Le quotient intellectuel au fil des âges : un thermomètre ou une boussole ?
On a tendance à sacraliser le chiffre qui sort de ces tests psychométriques comme s'il s'agissait d'une mesure immuable, une sorte de puissance processeur gravée dans le silicium de notre cerveau. Sauf que le QI ne mesure pas l'intelligence "pure", si tant est qu'une telle chose existe, mais plutôt une capacité d'adaptation à des environnements cognitifs spécifiques. Pendant tout le XXe siècle, chaque nouvelle strate de la population a systématiquement écrasé la précédente en termes de performances aux tests de Raven. C'est fascinant quand on y pense. Si l'on faisait passer un test de 2026 à un échantillon de personnes nées en 1920, la majorité d'entre elles obtiendraient des scores qui les classeraient techniquement dans la catégorie du handicap mental. Or, on sait bien que nos aïeux n'étaient pas des idiots ; ils géraient des fermes, réparaient des mécaniques complexes et survivaient à des contextes géopolitiques autrement plus brutaux que nos notifications TikTok.

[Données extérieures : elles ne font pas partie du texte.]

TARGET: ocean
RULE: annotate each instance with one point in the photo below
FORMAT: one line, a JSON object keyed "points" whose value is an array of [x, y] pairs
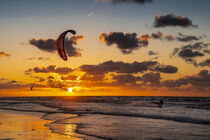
{"points": [[118, 117]]}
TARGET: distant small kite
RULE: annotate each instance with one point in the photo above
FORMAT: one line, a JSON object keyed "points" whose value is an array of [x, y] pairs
{"points": [[60, 44], [90, 14]]}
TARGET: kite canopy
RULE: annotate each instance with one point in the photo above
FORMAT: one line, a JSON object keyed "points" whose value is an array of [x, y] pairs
{"points": [[60, 44]]}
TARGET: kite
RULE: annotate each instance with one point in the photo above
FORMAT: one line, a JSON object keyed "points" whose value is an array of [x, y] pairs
{"points": [[60, 44]]}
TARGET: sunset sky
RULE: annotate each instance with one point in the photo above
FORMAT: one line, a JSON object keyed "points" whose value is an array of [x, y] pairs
{"points": [[122, 47]]}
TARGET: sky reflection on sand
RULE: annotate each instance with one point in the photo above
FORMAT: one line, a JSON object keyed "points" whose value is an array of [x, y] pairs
{"points": [[22, 125]]}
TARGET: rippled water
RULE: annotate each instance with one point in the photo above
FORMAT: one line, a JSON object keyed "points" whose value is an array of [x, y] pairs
{"points": [[120, 117]]}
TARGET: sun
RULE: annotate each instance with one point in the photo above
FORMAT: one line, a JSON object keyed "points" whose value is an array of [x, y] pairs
{"points": [[70, 89]]}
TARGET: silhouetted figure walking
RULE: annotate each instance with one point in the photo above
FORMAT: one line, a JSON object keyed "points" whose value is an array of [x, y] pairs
{"points": [[161, 103]]}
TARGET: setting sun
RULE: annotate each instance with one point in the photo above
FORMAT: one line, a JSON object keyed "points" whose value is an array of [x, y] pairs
{"points": [[70, 89]]}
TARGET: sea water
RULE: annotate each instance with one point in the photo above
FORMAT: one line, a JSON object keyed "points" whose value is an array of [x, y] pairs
{"points": [[120, 118]]}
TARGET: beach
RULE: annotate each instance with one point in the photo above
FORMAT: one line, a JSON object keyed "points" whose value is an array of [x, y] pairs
{"points": [[96, 118]]}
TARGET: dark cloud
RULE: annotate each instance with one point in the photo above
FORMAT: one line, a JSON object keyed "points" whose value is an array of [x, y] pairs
{"points": [[207, 51], [169, 37], [172, 20], [152, 53], [126, 42], [49, 69], [187, 38], [40, 79], [204, 63], [13, 84], [157, 35], [39, 58], [121, 67], [50, 77], [2, 54], [198, 81], [49, 45], [153, 78], [128, 1], [189, 52], [126, 79], [166, 69], [69, 77]]}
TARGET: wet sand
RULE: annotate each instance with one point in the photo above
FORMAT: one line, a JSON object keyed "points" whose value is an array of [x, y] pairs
{"points": [[16, 125]]}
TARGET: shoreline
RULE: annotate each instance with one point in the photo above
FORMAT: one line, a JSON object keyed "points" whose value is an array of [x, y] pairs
{"points": [[28, 125]]}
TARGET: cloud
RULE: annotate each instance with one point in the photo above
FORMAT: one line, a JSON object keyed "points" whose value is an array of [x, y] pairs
{"points": [[129, 68], [126, 42], [126, 79], [166, 69], [152, 53], [202, 79], [2, 54], [153, 78], [207, 51], [169, 37], [69, 77], [126, 1], [13, 84], [189, 53], [172, 20], [90, 14], [41, 79], [204, 63], [157, 35], [187, 38], [191, 50], [49, 69], [39, 58], [49, 45]]}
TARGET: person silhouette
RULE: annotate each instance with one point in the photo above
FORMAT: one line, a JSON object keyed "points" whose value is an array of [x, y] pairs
{"points": [[161, 103]]}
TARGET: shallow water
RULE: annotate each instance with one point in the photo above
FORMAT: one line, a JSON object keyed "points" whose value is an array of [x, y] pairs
{"points": [[120, 117]]}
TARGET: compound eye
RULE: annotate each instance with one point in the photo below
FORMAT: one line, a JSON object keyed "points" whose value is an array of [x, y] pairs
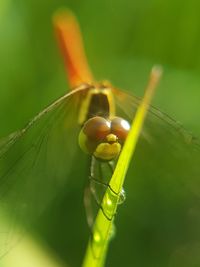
{"points": [[92, 133], [120, 128]]}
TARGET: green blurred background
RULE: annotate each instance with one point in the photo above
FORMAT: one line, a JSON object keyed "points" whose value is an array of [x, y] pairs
{"points": [[123, 39]]}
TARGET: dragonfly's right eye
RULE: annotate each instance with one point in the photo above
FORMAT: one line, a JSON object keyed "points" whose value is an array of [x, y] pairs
{"points": [[92, 133], [103, 138]]}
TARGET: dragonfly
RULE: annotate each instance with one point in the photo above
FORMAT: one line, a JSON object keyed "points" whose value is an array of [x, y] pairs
{"points": [[97, 116]]}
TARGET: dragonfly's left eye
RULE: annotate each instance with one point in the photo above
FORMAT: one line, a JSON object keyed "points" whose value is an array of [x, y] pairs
{"points": [[103, 138]]}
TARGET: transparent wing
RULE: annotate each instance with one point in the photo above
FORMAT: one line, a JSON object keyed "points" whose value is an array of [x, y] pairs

L'abstraction comme nouveau paradigme social
Le truc c'est que notre environnement a radicalement muté. On est passés d'une intelligence concrète, ancrée dans la manipulation d'objets et la survie immédiate, à une intelligence de l'abstraction. James Flynn lui-même utilisait cette métaphore géniale : nos ancêtres portaient des lunettes qui ne leur permettaient de voir que ce qui était devant leur nez, tandis que nous portons des lunettes qui nous font voir des catégories, des hypothèses et des schémas logiques. Bref, quelle génération possède le QI le plus élevé dépend surtout de la lentille qu'on utilise pour regarder le monde. Aujourd'hui, un enfant de 10 ans manipule des concepts de classification qui auraient laissé perplexes les universitaires du XIXe siècle. Est-ce de la supériorité ? Pas forcément. C'est de la spécialisation.

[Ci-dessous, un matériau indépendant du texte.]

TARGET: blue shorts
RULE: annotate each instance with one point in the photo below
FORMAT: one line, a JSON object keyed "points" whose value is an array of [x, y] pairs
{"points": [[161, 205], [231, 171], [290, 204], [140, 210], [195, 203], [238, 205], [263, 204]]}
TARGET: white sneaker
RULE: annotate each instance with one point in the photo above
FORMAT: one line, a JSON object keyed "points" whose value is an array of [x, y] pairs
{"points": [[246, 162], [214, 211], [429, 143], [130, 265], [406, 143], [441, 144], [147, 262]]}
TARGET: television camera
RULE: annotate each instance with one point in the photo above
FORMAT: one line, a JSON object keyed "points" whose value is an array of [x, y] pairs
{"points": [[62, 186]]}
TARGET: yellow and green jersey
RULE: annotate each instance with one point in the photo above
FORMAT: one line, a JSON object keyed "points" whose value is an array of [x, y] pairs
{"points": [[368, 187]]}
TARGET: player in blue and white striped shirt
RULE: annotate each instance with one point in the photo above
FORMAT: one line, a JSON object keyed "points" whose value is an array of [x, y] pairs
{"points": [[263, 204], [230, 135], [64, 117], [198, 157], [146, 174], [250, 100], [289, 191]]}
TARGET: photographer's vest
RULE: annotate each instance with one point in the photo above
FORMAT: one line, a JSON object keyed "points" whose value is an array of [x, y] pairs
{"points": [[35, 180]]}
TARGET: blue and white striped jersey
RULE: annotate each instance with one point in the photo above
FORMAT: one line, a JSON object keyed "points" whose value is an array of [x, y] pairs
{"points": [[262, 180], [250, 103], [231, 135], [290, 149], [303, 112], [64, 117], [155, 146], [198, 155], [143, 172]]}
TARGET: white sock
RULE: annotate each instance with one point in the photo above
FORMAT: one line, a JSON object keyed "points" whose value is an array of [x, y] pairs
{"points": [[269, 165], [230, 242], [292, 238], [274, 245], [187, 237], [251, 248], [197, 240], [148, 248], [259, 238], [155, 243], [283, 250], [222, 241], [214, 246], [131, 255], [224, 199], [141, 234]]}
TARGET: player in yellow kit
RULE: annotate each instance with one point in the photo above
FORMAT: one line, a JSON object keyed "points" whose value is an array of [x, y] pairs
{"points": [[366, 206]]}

La mécanique du bond en avant : pourquoi les scores ont explosé entre 1930 et 1990
Regardons les faits. Entre 1932 et 1978, le QI moyen aux États-Unis a grimpé de 14 points. C'est colossal. Cette accélération ne s'explique pas par une mutation génétique soudaine (l'évolution ne travaille pas à cette vitesse, dieu merci) mais par une amélioration systémique de nos conditions de vie. L'accès à une alimentation riche en protéines et en micronutriments a permis au cerveau humain de se développer sans les freins de la carence. À ceci près que l'école a aussi fait son travail. La généralisation de l'instruction publique a forcé des millions de jeunes cerveaux à s'exercer quotidiennement à la pensée logique. On a littéralement musclé l'organe.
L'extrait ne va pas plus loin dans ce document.